Are Diamonds Propelling Wars in Africa?
March 15, 2005
It is generally accepted that Africa has had its own fair share of bloodiest wars globally that have nothing to do with liberation struggles.
Unlike the bloody wars on the European continent where the fights have been over power and economic influence, the African situation remains tied around the control over economically advantaged regions.
The fights over such mineral-rich tracts of land were usually instigated after colonial powers left the countries.
From the time of the cold wars to the present time, these wars have not been completely divorced from external economic interests that fueled wars that have ravaged the continent leaving millions of displaced while other have taken refuge in foreign lands.
Among the many theories attempting to explain these wars is the theory of conflict diamonds, which as the name may suggest are diamonds illegally mined or sold to finance some of Africa's worst civil wars.
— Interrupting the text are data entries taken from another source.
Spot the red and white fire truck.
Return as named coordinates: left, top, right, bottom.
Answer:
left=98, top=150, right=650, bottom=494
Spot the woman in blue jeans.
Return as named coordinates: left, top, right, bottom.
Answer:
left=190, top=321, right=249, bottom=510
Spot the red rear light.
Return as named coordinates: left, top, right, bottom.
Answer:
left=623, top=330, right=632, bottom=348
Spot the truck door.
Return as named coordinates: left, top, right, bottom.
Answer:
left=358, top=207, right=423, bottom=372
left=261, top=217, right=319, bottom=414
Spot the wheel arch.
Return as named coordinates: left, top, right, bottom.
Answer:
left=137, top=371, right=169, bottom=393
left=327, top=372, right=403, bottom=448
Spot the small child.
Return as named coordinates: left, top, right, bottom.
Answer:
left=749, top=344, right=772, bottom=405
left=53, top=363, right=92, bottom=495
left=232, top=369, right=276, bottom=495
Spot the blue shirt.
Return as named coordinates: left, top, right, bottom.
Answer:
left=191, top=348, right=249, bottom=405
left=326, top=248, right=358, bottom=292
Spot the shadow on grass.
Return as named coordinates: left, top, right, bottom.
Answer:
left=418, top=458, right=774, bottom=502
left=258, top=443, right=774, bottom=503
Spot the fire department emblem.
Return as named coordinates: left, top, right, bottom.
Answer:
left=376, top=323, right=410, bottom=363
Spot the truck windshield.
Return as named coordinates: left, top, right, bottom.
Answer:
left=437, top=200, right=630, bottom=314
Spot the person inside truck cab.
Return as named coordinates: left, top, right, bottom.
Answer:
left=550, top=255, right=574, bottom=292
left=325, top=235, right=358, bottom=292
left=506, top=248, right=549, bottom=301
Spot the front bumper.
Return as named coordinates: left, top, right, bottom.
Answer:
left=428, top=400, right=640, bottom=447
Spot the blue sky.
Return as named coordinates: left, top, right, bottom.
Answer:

And for a long time, the world watched while in some cases, major economic powers of the world greatly benefited from the sad African situation at the expense of the indigenous people whose huts were built on top of the huge diamond deposits and yet remained on the extreme side of the poverty equation. The situation in Zambia's northern neighbour, the Democratic Republic of Congo, Congo Brazzaville, Angola, Sierra Leone and Liberia are some of the living testimonies of the atrocities that besieged the continent just because it has a rich mineral resource capable of starting the continental economic boom but only when they were used to the benefit of the locals in peaceful manner.
But after years of such devastating wars, movements have emerged aimed at addressing this problem with a clear realisation that it is the rough diamonds mined by rebel movements in the war torn countries that were used to fuel conflicts.